Every time news breaks of a betting integrity breach in professional sport, it’s hard not to think about the ‘what ifs’ or ‘what might have beens’ and how something so seemingly avoidable could have been prevented.
Of course, every case has its own reasons, and we’re not privileged with the information as to why Burnley’s lead first team performance analyst Richard Bredice chose to place hundreds of bets on games that often featured the team he was employed by at the time – a definite red line in sporting integrity terms and one that has cost him a £4,500 fine and 12-month ban from all football activity.
However, we aspire to live in a world where such cases are a thing of the past, so we are always thinking of the ways that we can better support clubs, leagues, player unions and governing bodies to try and help everyone in professional sport to make the connection between their actions and the potential consequences when they fuse their chosen sport with any form of betting.
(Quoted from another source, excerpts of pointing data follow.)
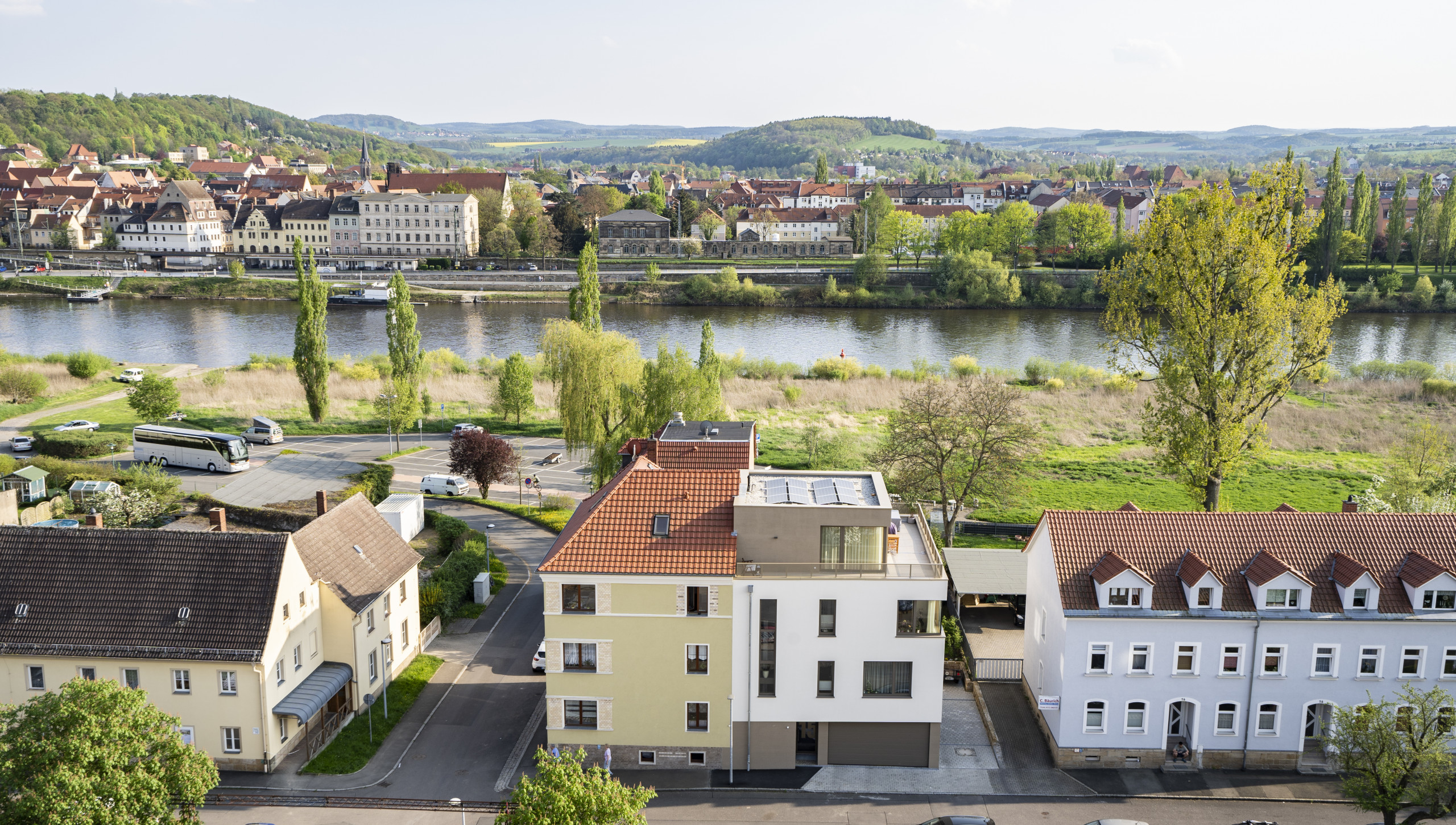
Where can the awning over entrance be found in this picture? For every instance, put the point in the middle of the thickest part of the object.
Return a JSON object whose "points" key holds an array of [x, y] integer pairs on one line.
{"points": [[315, 691]]}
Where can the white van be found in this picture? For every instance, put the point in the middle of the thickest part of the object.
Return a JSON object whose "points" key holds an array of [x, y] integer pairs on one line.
{"points": [[446, 485]]}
Before taking on a full-time role with EPIC, I was a member of our Pro Sport Advisory Board (PSAB), drawing on the experience I gained by working with players and staff through roles with the likes of PFA Scotland, Partick Thistle and St Mirren.
Working across both player welfare and communications roles, I was in daily contact with professional players and staff, meaning that I had plenty of experience of the various welfare and wellbeing challenges that affect that group of people, in what is a perennially ‘at-risk’ sector for problem gambling issues.
This meant that when the PSAB was preparing its inaugural white paper into gambling harm minimisation around 18 months ago, there was plenty of relevant experience to call upon when presenting recommendations to other sporting bodies on how to prevent such harm from occurring within their ranks.
As a collective, we were pretty consistent in the approach that needs to be taken, and some of the key themes and messages that we came back with included:
- – Safer gambling needs to be part of the embedded culture of every sports club, not just a box-ticking annual exercise, meaning that senior leaders of sports organisations – including the sports executives and owners – should be involved in the education, in order to imbue that commitment to developing a safer gambling culture. There is a need for constant interaction from the youngest groups upwards, and with all playing and staff members.
- – Clubs should encourage people to speak up and talk about gambling, helping them understand how addiction can come in all forms.
- – There is a need for face-to-face education with lived experience at the core of the message – tailored to suit the audience and sport to ensure maximum impact.
The measures above have been shown to be effective across the various sporting organisations represented via the PSAB and are supported by some of the most high-profile institutions across professional sport and associated partners like integrity monitoring organisations and gambling operators.
This most recent instance of how the relationship between football and gambling can go wrong is a prime example as to why the education and culture around gambling within clubs needs to be one that covers all members of the club, regardless of their on or off-field role. Like their global counterparts, the Football Association has a blanket ban on football betting – anywhere in the world, and at any level – for anyone contracted to a club. It is clearly communicated and a simple rule, that ensures that with sporting integrity in mind, there are no grey areas or misunderstandings.
When transgressions against these rules occur, there will always be a mitigating reason as to why the allure of placing a particular bet – or more likely string of bets – was too great to resist. What’s often missing is a living example of what happens when you do take that chance… someone standing in front of you saying ‘this is what happened to me’ in order to provide a sobering reminder of the consequences of ignoring the warnings.
The statistical evidence to validate our lived experience approach is there; we consistently see a huge rise in awareness levels of the consequences of gambling-related harm in comparative pre and post session surveys with players and staff in professional sport.
Bans of the nature of the one that we have seen in the past week remain mercifully rare in the British game, but it further outlines why those of us with the power to engage with clubs and alert them to the potential outcomes should continue to do so, and hope that clubs will continue to welcome us and allow engagement with the widest possible array of staff, every time we set foot inside a stadium or training ground.